After the service, it was good for a week and big problem coming in, the car won't accelerate at normal, it juz slowly pick up the speed, it was very dangerous since there was cars approaching when i make the u-turn. starightaway go back to benz service centre to recheck, p170 pop up from the computer screen, the mechanic juz help me to reset and asked me to come back if problem exist.

after that, the problem come back again and again, after repaired (MAF changed, o2 sensor chenged). the problem still exist. And i heard not only my benz have this problem, other benz in my area oso come with this problem. the problem never solved for few years.

now i get used to it, whenever the engine light come out, i juz reset the computer.

anyone solve this problem let me know. thanks
 
#17 ·
I have a 1996 e320. I just replaced the MAF with a new, but very cheap aftermarket and cleared the code. After about 20 miles, code 0170 reappeared, and the gas mileage, which was horrible just before the MAF went out (at least I think it went out), is still horrible, probably around 10 mpg or less.

Any thoughts?
 
#21 ·
As far as I can tell from many forums and my own frustration with some odd behaviour, the MAF really begins to show signs of failing after oil contamination and just "not working anymore" is rare.

Main culprit for oil contamination is the PCV system. I've only got experience with pre-facelift layout of the engine - I think the facelift models are slightly different - but essentially:

The side on the right looking into the engine bay (exhaust side) is the high-pressure side. There's a centrifugal oil separator that in theory condenses the oil vapour and allows it to run back into the sump, with a minimal amount passing to the intake just because nothing can be 100%. The obvious hoses are very obvious, two smaller hoses run near the exhaust and perish. First is a slightly larger bore hose that takes oil to the dipstick tube. If it's gone, you'll smell oil, might find oil traces.

The second is a 3mm vacuum pipe that goes to the supercharger from the breather on the cam cover. If that one perishes, the oil separator doesn't work correctly. I'm hedging what I'm saying in that I can't remember exactly what it does - I think it provides vacuum, as it also messes with the boost, but am happy to be corrected on that. Either way, it's easily overlooked and gets scorched by heat. I replaced mine with a slightly longer silicone hose routed over the top of the air intake pipe, but simply cable-tying the normal one away from the head/manifold should be sufficient.

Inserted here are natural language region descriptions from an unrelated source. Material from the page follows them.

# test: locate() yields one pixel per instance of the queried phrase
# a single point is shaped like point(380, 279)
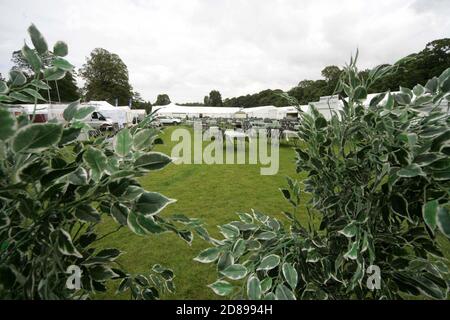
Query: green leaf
point(402, 98)
point(320, 123)
point(151, 203)
point(7, 124)
point(149, 225)
point(253, 288)
point(39, 84)
point(418, 90)
point(21, 97)
point(425, 159)
point(96, 161)
point(350, 230)
point(267, 235)
point(83, 112)
point(60, 49)
point(377, 99)
point(429, 212)
point(208, 255)
point(360, 93)
point(38, 40)
point(79, 177)
point(290, 274)
point(3, 87)
point(70, 110)
point(352, 253)
point(32, 58)
point(410, 171)
point(221, 288)
point(36, 137)
point(284, 293)
point(54, 74)
point(432, 85)
point(133, 224)
point(238, 248)
point(123, 142)
point(62, 64)
point(443, 220)
point(86, 213)
point(269, 262)
point(17, 78)
point(266, 284)
point(119, 212)
point(69, 135)
point(235, 272)
point(65, 245)
point(229, 231)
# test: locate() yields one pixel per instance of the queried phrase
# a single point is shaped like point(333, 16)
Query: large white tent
point(176, 111)
point(121, 115)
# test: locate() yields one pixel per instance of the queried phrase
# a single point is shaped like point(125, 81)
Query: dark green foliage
point(56, 187)
point(65, 90)
point(106, 77)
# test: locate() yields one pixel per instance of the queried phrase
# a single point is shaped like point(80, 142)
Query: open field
point(212, 193)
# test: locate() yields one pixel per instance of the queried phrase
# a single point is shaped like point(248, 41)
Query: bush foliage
point(379, 177)
point(55, 187)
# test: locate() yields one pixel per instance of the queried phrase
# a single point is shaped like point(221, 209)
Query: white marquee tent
point(264, 112)
point(173, 110)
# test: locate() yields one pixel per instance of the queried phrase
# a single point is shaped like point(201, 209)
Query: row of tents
point(122, 115)
point(326, 105)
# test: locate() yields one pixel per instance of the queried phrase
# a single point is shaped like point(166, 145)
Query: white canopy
point(176, 111)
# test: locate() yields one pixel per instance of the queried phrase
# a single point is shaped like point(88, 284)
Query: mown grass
point(213, 193)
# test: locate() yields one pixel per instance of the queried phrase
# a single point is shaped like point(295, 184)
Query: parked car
point(166, 120)
point(99, 122)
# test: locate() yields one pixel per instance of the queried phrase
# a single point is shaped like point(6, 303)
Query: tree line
point(106, 78)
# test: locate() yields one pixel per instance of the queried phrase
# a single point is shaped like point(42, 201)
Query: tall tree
point(162, 100)
point(64, 90)
point(215, 98)
point(106, 77)
point(140, 103)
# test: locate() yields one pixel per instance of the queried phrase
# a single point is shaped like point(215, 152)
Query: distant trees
point(426, 64)
point(65, 90)
point(215, 99)
point(106, 77)
point(162, 100)
point(140, 103)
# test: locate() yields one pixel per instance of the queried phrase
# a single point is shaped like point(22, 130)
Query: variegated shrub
point(379, 179)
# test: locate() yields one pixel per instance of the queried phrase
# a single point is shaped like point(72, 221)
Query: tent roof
point(173, 108)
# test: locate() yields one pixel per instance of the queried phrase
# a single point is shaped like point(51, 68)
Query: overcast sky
point(186, 48)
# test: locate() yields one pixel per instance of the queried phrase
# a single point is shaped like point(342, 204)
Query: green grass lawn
point(213, 193)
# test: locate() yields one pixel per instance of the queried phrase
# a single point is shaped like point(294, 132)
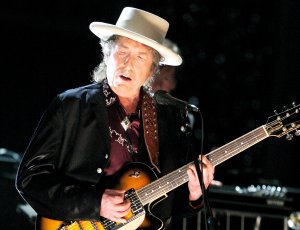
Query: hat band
point(140, 28)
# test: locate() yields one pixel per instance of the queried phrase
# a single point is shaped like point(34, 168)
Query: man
point(73, 167)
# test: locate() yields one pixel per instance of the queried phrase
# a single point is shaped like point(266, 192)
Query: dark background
point(241, 60)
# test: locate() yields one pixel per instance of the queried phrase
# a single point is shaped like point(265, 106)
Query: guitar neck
point(169, 182)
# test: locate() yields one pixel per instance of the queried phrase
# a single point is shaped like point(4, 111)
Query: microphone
point(164, 98)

On the other side we have the real problem area. The low-load side of the PCV system is the traditional PCV valve with two nozzles screwed into the cylinder head. The rubber pipework can break - it does go brittle and hard over time - but on mine for example, it hadn't broken, was just more rigid than when new. All seals were intact.

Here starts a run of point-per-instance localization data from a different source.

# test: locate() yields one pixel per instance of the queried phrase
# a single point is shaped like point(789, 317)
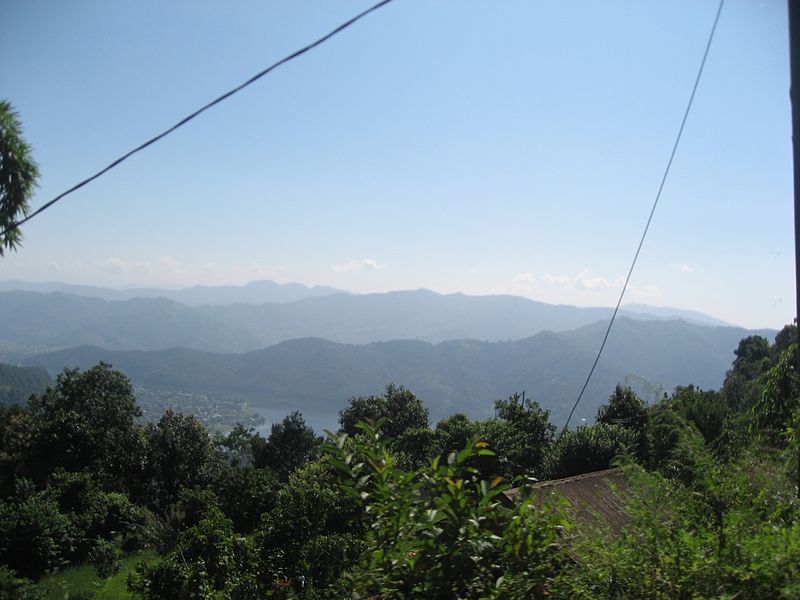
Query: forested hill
point(316, 376)
point(37, 322)
point(18, 383)
point(255, 292)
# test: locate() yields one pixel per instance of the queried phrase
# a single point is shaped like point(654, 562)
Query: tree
point(86, 421)
point(18, 174)
point(291, 444)
point(590, 448)
point(399, 408)
point(520, 436)
point(180, 454)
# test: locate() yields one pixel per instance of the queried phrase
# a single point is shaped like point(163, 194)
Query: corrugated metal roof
point(591, 501)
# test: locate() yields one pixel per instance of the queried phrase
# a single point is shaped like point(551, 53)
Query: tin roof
point(593, 500)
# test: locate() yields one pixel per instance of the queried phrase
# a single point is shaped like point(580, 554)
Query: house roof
point(593, 500)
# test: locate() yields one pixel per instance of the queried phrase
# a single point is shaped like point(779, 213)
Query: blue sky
point(481, 147)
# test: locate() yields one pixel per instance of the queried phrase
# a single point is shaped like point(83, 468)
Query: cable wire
point(649, 218)
point(188, 118)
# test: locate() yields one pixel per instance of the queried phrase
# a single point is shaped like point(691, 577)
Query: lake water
point(318, 422)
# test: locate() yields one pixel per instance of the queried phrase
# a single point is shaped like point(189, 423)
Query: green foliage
point(87, 422)
point(180, 454)
point(105, 559)
point(17, 588)
point(18, 175)
point(773, 411)
point(245, 493)
point(683, 544)
point(624, 408)
point(441, 532)
point(398, 410)
point(590, 448)
point(291, 444)
point(17, 384)
point(210, 561)
point(705, 409)
point(310, 513)
point(34, 535)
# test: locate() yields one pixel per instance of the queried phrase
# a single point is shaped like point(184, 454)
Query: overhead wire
point(196, 113)
point(650, 217)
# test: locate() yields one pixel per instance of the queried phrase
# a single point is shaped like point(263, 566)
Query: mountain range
point(294, 347)
point(36, 322)
point(317, 376)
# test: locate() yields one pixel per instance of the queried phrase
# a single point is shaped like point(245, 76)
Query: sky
point(460, 146)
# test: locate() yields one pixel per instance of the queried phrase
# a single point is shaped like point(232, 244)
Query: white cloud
point(366, 264)
point(647, 292)
point(115, 265)
point(168, 263)
point(556, 279)
point(686, 268)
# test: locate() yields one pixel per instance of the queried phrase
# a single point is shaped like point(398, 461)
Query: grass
point(81, 581)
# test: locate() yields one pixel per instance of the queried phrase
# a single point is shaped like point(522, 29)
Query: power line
point(196, 113)
point(649, 218)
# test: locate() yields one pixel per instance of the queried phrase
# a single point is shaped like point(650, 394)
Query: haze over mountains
point(39, 322)
point(318, 376)
point(311, 353)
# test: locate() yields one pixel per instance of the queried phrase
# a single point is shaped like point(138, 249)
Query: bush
point(105, 559)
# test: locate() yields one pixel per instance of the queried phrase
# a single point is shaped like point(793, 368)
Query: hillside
point(38, 322)
point(255, 292)
point(18, 383)
point(318, 376)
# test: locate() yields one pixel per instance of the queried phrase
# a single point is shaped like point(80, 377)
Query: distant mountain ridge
point(36, 322)
point(318, 376)
point(255, 292)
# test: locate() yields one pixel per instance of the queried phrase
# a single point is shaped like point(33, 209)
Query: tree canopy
point(18, 175)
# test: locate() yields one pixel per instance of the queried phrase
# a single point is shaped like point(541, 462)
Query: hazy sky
point(482, 147)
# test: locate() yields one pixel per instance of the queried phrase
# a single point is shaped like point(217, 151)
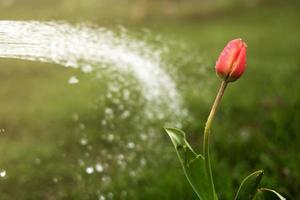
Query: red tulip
point(232, 62)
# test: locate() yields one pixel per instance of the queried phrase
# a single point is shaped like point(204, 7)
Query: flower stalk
point(206, 137)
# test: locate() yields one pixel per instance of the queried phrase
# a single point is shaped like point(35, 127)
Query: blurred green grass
point(257, 127)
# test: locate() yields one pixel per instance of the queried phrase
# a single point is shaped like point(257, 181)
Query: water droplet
point(73, 80)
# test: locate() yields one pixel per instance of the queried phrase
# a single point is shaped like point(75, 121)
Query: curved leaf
point(249, 186)
point(193, 164)
point(268, 194)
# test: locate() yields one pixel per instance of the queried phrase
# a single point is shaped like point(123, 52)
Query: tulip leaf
point(193, 164)
point(268, 194)
point(249, 186)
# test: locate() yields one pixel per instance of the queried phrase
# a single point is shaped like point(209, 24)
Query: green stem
point(206, 138)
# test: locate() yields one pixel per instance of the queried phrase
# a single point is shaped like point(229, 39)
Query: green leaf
point(193, 164)
point(249, 186)
point(268, 194)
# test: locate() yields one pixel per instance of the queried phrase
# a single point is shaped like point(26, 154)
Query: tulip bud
point(232, 62)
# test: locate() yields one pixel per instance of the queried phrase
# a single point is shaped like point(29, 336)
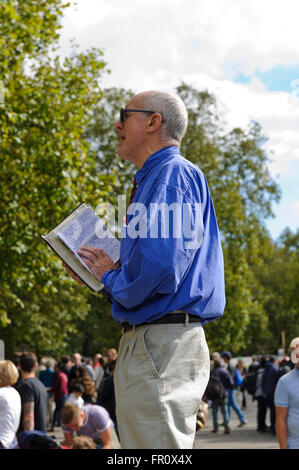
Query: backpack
point(214, 388)
point(250, 382)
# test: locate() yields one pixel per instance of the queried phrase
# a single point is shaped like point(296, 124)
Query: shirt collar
point(163, 154)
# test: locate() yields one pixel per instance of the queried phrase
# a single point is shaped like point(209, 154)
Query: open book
point(82, 228)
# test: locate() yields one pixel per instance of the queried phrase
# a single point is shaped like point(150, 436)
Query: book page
point(87, 229)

The spring loaded valve vents oil vapour into the engine directly, to be burned off. The nozzles, being very narrow bore, get clogged with carbon deposits and crap - particularly when oil is coming in through the intake due to the high-flow oil separator not working. That side failing - so crankcase vapour doesn't relieve pressure into the inlet manifold - seems to increase the pressure on the other side which as it's not at high RPM/lots of flow, just ends up gunged up with oil which gets into the intake.

Upshot of this is, before buying a MAF, check for oil in the intake (mine had a dribble of oil on the air filter, very easy to see), and if there's oil in the intake, clean the easily accessed oil separator and pipework, then prepare for fun & games getting to the PCV valve and pipework which is underneath the inlet manifold. On mine, the PCV valve looks usable but as cleaning the nozzles needs all the pipework removing anyway, I replaced the whole lot.

Ignored for too long things like cam cover gaskets will leak, ending up with problems like oil in the sparkplug pockets. The other telltale on my car was a little trace of oil around the filler cap - and my filler cap is a new one.